06 July 2020
Bresco v Lonsdale  UKSC 25 UK Supreme Court
Bresco was the electrical subcontractor to Lonsdale, carrying out works at Saint James's Square London. Bresco ceased to perform its works and claimed £219,000, including damages for loss of profit. Lonsdale paid £325,000 to get the work carried out by others and cross-claimed for breach of contract. Bresco then went into liquidation and its liquidators claimed in adjudication . Lonsdale obtained an injunction to restrain the adjudication process.
Supreme Court Held
- The two claims did not cancel each other out, each was contested and should be determined on its own merits.
- Thus, an adjudication was not futile, nor did the fact of liquidation cause disputes to disappear, they must still be resolved.
- Therefore the injunction lifted, so the adjudication could go ahead.
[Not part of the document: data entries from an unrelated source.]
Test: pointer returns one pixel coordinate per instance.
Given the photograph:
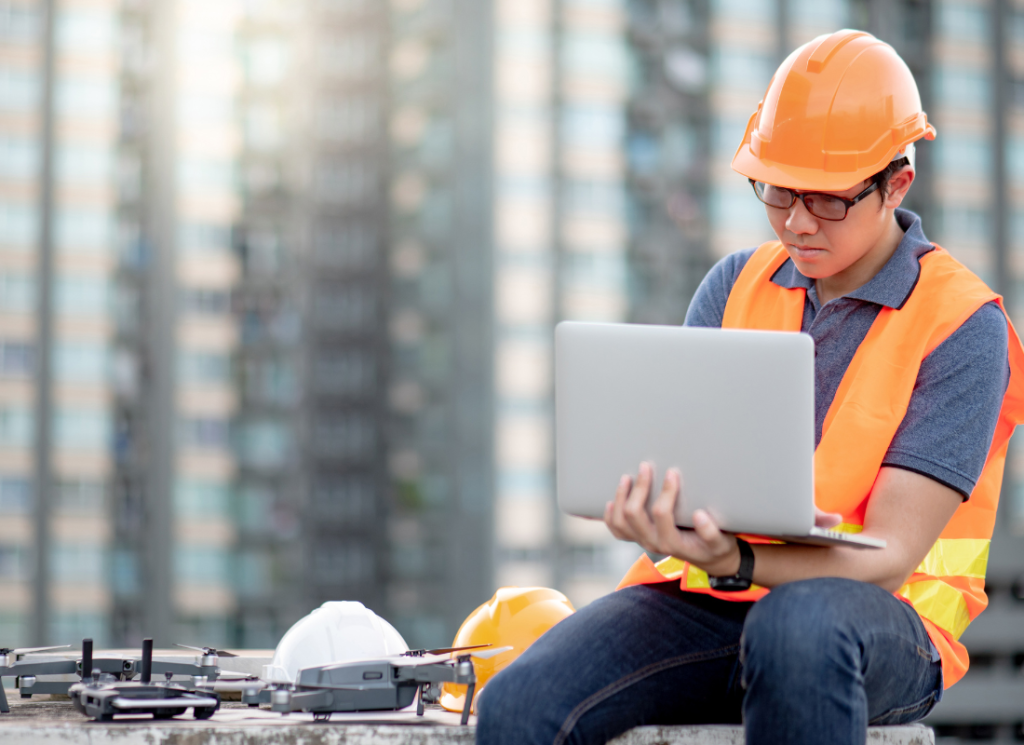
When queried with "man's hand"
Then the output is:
(627, 518)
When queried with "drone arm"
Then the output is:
(310, 700)
(57, 667)
(470, 690)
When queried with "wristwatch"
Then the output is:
(741, 579)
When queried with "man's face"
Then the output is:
(823, 248)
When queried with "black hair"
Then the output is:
(883, 176)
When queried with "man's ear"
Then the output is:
(899, 184)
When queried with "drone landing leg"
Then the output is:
(470, 689)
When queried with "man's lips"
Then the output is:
(806, 252)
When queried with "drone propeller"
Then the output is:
(488, 653)
(28, 650)
(207, 651)
(440, 651)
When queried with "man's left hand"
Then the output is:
(628, 519)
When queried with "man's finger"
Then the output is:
(635, 510)
(709, 532)
(664, 513)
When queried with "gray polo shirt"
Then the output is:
(949, 423)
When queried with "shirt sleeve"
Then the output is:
(955, 403)
(708, 307)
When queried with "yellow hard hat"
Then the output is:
(838, 111)
(514, 617)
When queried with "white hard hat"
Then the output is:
(337, 631)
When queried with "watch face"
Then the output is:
(734, 583)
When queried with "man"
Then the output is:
(920, 383)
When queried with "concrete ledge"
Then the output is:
(55, 722)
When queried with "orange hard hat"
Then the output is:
(514, 617)
(837, 112)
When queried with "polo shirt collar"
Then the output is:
(894, 282)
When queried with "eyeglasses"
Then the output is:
(825, 207)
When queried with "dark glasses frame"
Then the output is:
(802, 195)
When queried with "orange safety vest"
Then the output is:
(948, 588)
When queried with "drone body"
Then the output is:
(388, 684)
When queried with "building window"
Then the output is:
(13, 562)
(84, 229)
(263, 127)
(17, 359)
(255, 573)
(264, 443)
(82, 429)
(205, 367)
(17, 293)
(347, 245)
(81, 495)
(205, 433)
(80, 96)
(593, 125)
(345, 563)
(345, 498)
(205, 236)
(200, 499)
(345, 371)
(345, 182)
(88, 166)
(348, 120)
(203, 565)
(15, 427)
(265, 61)
(83, 563)
(19, 88)
(272, 381)
(350, 307)
(18, 158)
(964, 22)
(348, 436)
(82, 295)
(81, 362)
(203, 301)
(19, 20)
(15, 495)
(348, 56)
- Adjudication of construction disputes is generally understood to be about cash-flow. Lonsdale convinced both the High Court and the Court of Appeal that as Bresco would probably not be granted summary enforcement of any adjudication Award, the process was futile and should be stopped. The SC perceived that there is another, equally important function. Adjudication is a form of ADR in its own right, often leading to a “speedy, cost-effective and final resolution”. In reality, most Awards are not challenged in the Courts, and therefore provide “a simple, proportionate method” of determining disputes.
- Granting an injunction against adjudicating was also contrary to s108 of the Housing Grants Construction & Regeneration Act, 1996 which gives the right to construction contract parties to adjudicate “at any time”. The Supreme Court has robustly answered the question whether that right applies even during liquidation.